The Ch’an (Zen) insight expressed in the well-known and variously translated “hsin hsin ming” is also “not-two,” an instant recognition of the impossibility of duality and boundaries.
The sudden Dzogchen shout “PHAT!” startles and instantly shatters the apparent formation of mind-objects; it’s a flash/recognition of the falseness of duality and thingness.
The nondual Shin Buddhist phrase namu-amida-butsuis also a recognition—a recognition of the impossibility of permanence, of fixed objects, of a true separate self in reality.
The formation of the illusory or limited self is like a whirlpool of water in the ocean; the whirlpool (aka, ocean water) is not cured or eliminated; it is, itself, recognized as impermanence!
These apparently disparate teachings tell us essentially the same thing. They all point to the living Dharma in (as) us, and they work to bust it out of the dungeons our minds have created—in our heads, our hearts, our guts, our tenseness. No, they expose the dungeons as void.
The living Dharma—the “light”—pours out of us, despite us. We thought we were recipients but we’re source!
The jail-bars are mirages created by our own well-trained (ill-trained) bodyminds, but they only sustain the appearance of solidity for the duration of our active insistence that they exist. Upon recognition, that insistence loses its fuel, its force. The bars are gone. They were always gone.
Nisargadatta’s nothingness is Zen’s emptiness is Dzogchen’s spaciousness is Shin’s impermanence. All of which are the living Dharma, the “Pure [flowing] Land” that (metaphorically) pours from, not to, our hearts through recognition of the error of the presumption of permanence.

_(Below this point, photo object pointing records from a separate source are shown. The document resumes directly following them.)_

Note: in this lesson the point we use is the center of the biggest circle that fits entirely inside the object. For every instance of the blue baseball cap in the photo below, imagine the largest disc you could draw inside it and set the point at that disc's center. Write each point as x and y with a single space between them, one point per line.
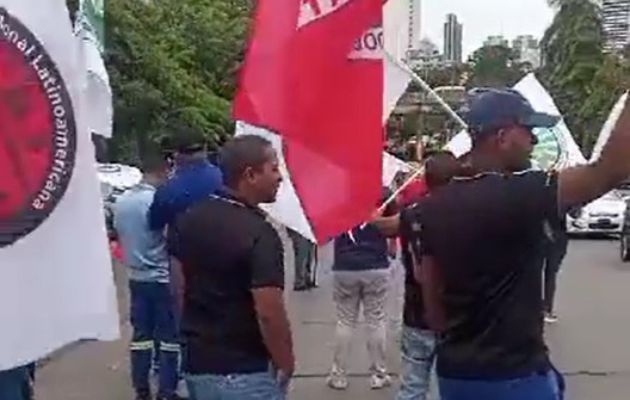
490 109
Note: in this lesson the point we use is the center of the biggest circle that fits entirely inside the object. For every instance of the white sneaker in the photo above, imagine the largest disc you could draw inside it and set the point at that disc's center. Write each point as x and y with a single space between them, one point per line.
551 318
182 390
380 381
337 382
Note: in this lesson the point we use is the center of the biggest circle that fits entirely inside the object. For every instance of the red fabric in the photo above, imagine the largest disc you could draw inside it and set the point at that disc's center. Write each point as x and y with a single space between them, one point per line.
116 251
301 84
26 132
413 193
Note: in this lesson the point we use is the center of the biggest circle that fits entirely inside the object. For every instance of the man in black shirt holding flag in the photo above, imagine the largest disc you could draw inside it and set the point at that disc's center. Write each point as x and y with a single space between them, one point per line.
482 241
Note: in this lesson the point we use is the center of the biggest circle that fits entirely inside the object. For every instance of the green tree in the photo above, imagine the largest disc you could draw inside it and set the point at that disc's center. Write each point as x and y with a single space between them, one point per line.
494 66
573 57
172 63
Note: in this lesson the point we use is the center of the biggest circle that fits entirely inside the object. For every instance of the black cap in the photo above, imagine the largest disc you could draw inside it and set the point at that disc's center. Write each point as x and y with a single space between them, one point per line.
188 140
491 109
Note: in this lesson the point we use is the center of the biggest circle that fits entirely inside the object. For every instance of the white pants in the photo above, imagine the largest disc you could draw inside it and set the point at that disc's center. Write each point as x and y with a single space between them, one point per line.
351 290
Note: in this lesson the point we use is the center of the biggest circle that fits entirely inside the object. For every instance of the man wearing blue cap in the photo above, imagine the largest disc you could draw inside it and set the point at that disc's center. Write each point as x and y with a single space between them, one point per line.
481 251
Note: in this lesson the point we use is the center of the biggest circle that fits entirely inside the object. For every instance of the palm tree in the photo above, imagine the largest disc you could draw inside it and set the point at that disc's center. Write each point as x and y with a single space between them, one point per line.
572 53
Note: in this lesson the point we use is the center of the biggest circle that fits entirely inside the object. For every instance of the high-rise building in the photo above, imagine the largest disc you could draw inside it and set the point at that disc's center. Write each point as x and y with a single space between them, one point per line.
527 50
415 19
426 55
453 35
616 21
496 40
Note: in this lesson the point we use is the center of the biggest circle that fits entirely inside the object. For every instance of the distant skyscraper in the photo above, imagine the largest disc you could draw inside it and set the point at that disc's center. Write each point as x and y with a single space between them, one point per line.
415 19
453 32
496 40
527 50
616 19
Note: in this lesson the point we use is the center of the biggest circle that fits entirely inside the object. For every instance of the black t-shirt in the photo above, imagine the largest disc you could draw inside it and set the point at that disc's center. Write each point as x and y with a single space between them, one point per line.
486 235
410 223
364 247
226 250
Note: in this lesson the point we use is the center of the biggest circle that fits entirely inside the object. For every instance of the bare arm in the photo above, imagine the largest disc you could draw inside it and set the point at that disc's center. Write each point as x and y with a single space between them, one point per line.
583 184
388 226
178 284
275 328
430 278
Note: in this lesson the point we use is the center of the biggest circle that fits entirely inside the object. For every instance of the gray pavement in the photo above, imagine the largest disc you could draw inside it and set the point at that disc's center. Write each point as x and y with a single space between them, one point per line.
590 343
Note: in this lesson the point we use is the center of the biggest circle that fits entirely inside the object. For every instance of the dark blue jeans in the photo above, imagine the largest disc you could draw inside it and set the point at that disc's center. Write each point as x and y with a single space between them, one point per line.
257 386
15 384
153 321
548 386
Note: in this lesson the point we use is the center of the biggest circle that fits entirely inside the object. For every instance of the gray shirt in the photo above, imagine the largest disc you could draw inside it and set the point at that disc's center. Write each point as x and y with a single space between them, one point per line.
144 249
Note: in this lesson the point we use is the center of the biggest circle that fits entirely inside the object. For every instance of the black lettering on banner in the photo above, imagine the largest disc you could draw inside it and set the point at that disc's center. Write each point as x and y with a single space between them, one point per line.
51 121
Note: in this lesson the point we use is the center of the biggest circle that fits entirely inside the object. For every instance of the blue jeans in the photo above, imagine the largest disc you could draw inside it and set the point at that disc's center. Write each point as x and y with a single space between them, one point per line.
153 321
256 386
418 356
14 384
548 386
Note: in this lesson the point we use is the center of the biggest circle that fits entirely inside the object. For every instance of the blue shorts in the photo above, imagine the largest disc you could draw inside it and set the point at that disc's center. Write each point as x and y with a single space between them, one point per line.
256 386
548 386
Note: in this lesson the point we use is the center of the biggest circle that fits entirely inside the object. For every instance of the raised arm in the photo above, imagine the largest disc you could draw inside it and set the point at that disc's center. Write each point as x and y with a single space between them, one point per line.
580 185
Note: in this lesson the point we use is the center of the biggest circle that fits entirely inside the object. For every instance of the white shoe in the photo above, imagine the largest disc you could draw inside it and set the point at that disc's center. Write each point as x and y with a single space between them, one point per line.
182 390
380 381
337 381
551 318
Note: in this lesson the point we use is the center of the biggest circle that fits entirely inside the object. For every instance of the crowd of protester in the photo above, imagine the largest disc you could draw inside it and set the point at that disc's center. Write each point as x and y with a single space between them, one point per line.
481 240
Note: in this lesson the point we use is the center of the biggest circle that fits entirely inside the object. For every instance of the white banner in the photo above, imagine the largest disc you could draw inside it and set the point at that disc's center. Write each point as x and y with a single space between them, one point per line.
608 127
96 89
56 281
541 100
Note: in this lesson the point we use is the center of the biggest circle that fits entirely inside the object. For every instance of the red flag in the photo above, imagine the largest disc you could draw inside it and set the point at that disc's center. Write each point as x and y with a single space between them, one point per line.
304 81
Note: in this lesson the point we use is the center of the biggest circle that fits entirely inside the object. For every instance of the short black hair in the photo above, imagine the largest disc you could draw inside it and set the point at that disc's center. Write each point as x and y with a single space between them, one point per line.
240 153
188 140
440 168
153 163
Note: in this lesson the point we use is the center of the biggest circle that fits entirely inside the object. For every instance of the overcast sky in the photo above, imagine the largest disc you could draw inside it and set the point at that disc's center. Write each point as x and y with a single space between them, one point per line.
482 18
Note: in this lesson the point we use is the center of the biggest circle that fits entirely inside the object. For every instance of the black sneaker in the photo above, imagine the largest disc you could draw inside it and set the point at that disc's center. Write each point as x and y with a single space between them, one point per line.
143 396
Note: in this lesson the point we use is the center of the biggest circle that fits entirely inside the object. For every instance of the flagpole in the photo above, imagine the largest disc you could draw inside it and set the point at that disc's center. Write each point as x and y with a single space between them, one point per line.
425 86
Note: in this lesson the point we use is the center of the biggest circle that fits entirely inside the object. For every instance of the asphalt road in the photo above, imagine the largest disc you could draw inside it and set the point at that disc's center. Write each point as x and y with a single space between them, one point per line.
589 343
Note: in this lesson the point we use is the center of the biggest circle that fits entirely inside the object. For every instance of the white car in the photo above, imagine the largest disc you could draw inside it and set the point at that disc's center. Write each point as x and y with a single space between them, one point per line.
604 216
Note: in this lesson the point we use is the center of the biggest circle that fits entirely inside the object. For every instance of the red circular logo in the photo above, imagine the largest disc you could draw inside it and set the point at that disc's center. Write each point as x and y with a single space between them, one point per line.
37 132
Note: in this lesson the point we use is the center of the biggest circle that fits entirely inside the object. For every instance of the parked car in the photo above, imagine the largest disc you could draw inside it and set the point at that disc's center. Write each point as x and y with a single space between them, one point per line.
605 215
115 179
624 189
624 242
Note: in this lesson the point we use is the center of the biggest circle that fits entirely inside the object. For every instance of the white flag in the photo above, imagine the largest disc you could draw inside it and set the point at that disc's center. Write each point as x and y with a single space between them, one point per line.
56 281
89 30
551 141
608 127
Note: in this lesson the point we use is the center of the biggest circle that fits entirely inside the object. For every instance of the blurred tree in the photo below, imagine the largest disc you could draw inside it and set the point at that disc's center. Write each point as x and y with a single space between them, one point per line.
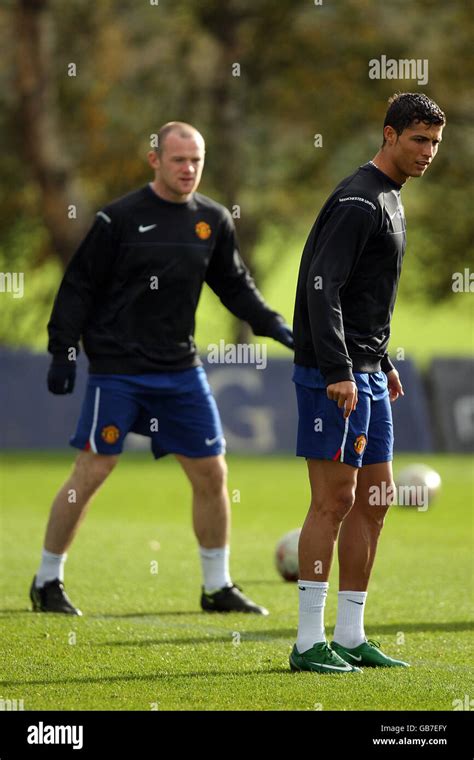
303 72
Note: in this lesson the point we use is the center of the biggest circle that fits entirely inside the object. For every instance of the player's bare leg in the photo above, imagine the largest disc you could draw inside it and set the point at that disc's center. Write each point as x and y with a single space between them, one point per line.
211 508
333 488
361 528
211 522
357 547
72 501
67 512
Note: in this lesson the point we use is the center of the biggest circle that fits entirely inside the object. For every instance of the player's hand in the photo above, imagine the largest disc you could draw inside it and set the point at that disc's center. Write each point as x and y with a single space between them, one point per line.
61 376
395 388
283 334
345 393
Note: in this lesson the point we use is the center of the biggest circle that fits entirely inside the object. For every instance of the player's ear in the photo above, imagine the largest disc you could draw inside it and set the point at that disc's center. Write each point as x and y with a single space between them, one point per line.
390 135
153 159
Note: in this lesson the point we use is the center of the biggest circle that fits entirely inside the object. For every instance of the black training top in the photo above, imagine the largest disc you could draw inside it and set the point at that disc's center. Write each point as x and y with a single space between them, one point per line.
132 288
348 278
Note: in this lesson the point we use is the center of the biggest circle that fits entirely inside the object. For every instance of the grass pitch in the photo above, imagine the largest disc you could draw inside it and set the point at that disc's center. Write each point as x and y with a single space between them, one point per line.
143 643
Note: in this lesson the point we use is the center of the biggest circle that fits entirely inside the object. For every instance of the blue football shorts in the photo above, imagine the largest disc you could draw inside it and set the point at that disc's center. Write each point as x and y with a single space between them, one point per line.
176 410
365 437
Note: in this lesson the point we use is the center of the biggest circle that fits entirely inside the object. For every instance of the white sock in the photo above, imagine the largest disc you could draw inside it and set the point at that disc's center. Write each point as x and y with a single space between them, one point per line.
312 599
349 629
52 567
215 568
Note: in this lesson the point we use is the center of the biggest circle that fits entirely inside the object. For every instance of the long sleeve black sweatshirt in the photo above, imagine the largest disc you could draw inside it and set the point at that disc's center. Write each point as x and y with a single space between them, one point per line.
132 288
348 278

Through the error? This is, in a sense, a negative view: we recognize, in a flash, our chronic coil and recoil in the face of this flowing reality. We doubt that this ungraspability is safe. We fear it because we are trained to see the death of the separate (illusory) self as a real death—but it’s life!
This is non-theistic. It doesn’t appeal to believers in fixed self, soul, God, and afterlife.
With the honorable exception of Nisargadatta, this is the Mahayana Buddhist view (if labels are necessary). Shakyamuni didn’t talk about God, he talked about self-examination and the recognition of self-caused suffering.
Impermanence (nothingness, emptiness, spaciousness…reifications all) is inescapable reality. We doubt that and suffer. We fear it instead of trust it. But recognition of that doubt and fear, and the fist-like constriction it forms in our bodyminds, is itself “true entrusting.” In other words, recognition (confession) of failure is success! Initially this is hard to accept, but sooner or later our ingrained view shows itself to be absurd and painful. In that sense, the error is the teacher.
When the perfect freedom of impermanence confronts us—in a flash—we chill out; it's as if we exhale all the falsehoods we’ve been clinging to.
And, as Nisargadatta said, “this must go on all the time.”
“Yes” pushes against the “no” wall.
This wall feels like an outside force pushing back but it’s just doubt and fear.